HOW THIS POST CAME ABOUT
I was getting some really great feedback at work about my style of management slash how I was being perceived. As I was hearing this feedback from various colleagues and bosses I had somewhat of an epiphany – “holy crap, I care way more about what people think about me, more than I care about being respected by said people”.
WHY THIS MATTERS
As I talked about in one of my posts, a coworker had told me that they loved that I didn’t care what others thought of me. And yet, I did. It’s ironic, because it was a pivotal point in how I looked at myself as a worker and an entrepreneur. If I cared so much about what others were thinking of me, what was I losing out on?
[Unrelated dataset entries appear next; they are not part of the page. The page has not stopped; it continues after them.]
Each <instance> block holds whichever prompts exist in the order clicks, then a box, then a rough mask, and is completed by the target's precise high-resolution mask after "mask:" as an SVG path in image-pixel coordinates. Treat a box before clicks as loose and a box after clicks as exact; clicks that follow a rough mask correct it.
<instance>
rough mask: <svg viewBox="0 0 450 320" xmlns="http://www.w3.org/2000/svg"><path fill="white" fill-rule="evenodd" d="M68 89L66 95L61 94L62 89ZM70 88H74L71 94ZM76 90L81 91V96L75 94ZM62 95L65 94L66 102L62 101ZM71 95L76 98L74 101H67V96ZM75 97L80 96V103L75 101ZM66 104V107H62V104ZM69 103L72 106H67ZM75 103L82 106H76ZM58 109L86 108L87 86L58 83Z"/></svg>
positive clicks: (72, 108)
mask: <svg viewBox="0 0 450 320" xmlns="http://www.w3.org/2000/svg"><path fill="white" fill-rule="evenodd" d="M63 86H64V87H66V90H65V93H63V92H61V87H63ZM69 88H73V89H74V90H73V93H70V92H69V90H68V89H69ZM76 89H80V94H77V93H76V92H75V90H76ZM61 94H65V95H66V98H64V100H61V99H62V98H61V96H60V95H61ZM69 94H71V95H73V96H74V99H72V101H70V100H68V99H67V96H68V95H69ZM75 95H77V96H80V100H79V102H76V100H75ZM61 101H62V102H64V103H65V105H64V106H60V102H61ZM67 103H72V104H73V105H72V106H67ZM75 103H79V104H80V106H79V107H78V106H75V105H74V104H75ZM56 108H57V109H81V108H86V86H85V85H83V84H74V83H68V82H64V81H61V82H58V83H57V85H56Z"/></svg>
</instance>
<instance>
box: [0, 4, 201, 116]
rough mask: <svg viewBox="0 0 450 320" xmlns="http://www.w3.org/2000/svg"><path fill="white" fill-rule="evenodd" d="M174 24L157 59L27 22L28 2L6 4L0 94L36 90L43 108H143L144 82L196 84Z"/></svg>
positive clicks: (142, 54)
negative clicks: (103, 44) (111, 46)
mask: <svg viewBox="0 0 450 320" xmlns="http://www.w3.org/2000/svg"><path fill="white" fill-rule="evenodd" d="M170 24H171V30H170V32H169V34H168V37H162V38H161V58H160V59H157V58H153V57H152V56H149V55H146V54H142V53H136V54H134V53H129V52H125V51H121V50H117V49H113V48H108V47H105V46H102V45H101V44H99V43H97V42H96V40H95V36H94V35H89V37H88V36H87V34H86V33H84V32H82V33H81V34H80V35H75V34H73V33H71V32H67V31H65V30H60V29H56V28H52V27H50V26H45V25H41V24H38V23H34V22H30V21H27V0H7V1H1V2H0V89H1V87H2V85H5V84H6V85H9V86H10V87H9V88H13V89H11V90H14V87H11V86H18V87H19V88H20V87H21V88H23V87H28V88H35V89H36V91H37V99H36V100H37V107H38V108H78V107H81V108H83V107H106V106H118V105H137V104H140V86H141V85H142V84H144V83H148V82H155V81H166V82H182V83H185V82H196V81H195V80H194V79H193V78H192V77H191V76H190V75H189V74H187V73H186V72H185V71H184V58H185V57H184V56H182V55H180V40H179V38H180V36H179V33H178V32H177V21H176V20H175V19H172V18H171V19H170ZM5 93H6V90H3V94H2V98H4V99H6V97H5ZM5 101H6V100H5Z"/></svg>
WHAT HAPPENS WHEN YOU CARE MORE ABOUT BEING LIKED THAN DOING YOUR JOB
- You become afraid of failing
- You are scared to make tough decisions
- You avoid holding people accountable
- You avoid holding yourself accountable
- You forget why you are there in the first place
WHAT HAPPENS WHEN YOU CARE MORE ABOUT BEING RESPECTED THAN BEING LIKED
- You enter a state of flow
- You remember why you are there
- You hold others accountable
- You hold yourself accountable
- You grow – Every. Damn. Day.
HOW YOU CAN APPLY THIS
Think through a normal day of your work or your business. I am going to take you through a general scenario of what a day may look like and how caring more about respect will benefit you.
- You come to your computer and have a hundred emails to get through.
- Being Liked – “I need to get through these or they will be upset with me!”
- Being Respected – “I need to prioritize these. I cannot get everything done at once and I need to do my job or practice well.”
- You are in a meeting and a stakeholder is upset
- Being Liked – “What did I do wrong? Oh no! They are going to be so mad! I need to fix this.”
- Being Respected – “Okay, they are upset. I need to catch them and have a chat, so we can get to the bottom of this. If it was a miss on my end, I need to figure out how to mitigate for next time. If it was their miss, I need to see if there was a miscommunication or if I need to set clearer expectations.”
- You have to have a difficult conversation with a direct report, vendor or customer
- Being Liked – “I better give them what they ask for or at least a really good deal. I need to preserve this relationship at all costs.”
- Being Respected – “We need to talk through the problem. I will listen to their interpretation first to ensure they feel heard. After that, I will let them know what needs to happen next time to avoid this problem and coach them to help them grow and build a stronger relationship.”
This is an overall look at the two concepts. By no means is this black and white. With these types of ideas, there is always a lot of grey, which is why it is so important to talk about them. One of the main things that I have started to work on is respect first.
Meaning that I always establish a baseline of respect for each other and what you bring to the table as well as expectations from each party. Once that has been established and is being followed, it is easier to build a more personal relationship.
If both parties are interested in this, it will be much more fruitful of an endeavor.